As an example, for a PUMA with 50,000 workers, an estimate from the 2000 long-form sample 5 percent PUMS that 15 percent of workers carpooled to get to work would have a 90 percent margin of error of approximately plus or minus 1.6 percent—1.83 times the margin of error of about ±0.9 percent for the full long-form sample (see the fourth row in Table 2-7b). This margin of error equates to a coefficient of variation of 6.5 percent. However, a corresponding estimate from the ACS 1-year PUMS would have a 90 percent margin of error of at least plus or minus 3.6 percent based simply on the difference in the number of records. This margin of error equates to a coefficient of variation of 14.5 percent, which does not meet accepted standards for precision. Moreover, the weights in the ACS PUMS will be more variable than those in the 2000 long-form-sample PUMS due to the subsampling for CAPI follow-up in the ACS. Consequently, estimates from the ACS PUMS will likely be even less precise compared with estimates from the 2000 long-form-sample PUMS than indicated above.14
A possible solution for the smaller size of the ACS PUMS is to combine two or more PUMS. While transportation modelers will not likely want to fully analyze each new PUMS release because of the time and resources that would require, the availability of an annual PUMS will make it possible to periodically check and recalibrate their models.
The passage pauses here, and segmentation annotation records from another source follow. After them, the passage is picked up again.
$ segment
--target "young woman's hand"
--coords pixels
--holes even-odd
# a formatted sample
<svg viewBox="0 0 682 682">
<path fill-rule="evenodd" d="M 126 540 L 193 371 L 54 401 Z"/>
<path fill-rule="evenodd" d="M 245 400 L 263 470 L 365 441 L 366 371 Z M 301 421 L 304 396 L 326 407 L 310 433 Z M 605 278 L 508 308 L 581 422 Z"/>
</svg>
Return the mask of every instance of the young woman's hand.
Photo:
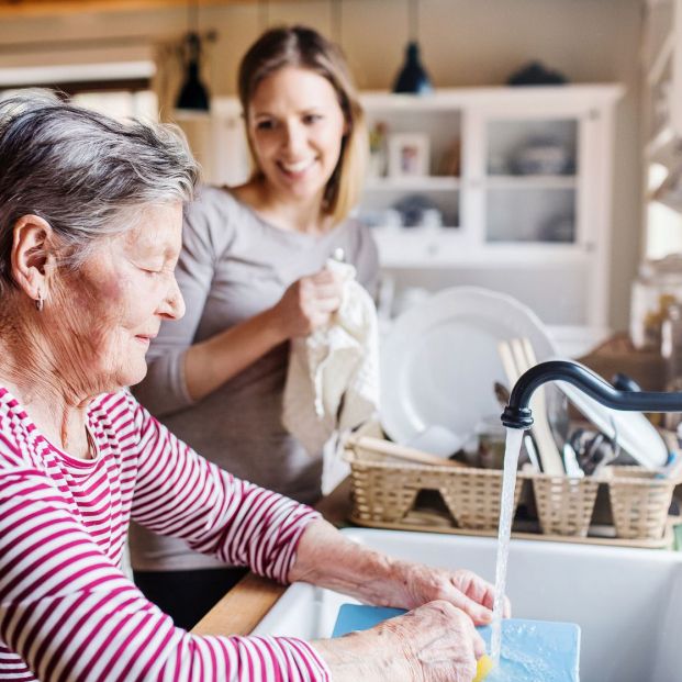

Similarly, the availability of updated ACS 5-year period estimates will make it possible to reestimate control totals for the models at the county and TAZ levels more often than once a decade.
The current scheme for selecting the ACS PUMS files draws an equal-probability systematic sample of all ACS housing unit records and their household members in each state, with the records sorted by several characteristics (see the 2005 PUMS accuracy statement at http://factfinder.census.gov/home/en/acs_pums_2005.html). A different selection scheme would retain a higher proportion of the CAPI cases so as to equalize the weights of CAPI and non-CAPI cases, yielding a PUMS that would produce more precise estimates than the current PUMS. This scheme could be extended toward equalizing the weights of all sampled housing unit records within PUMAs.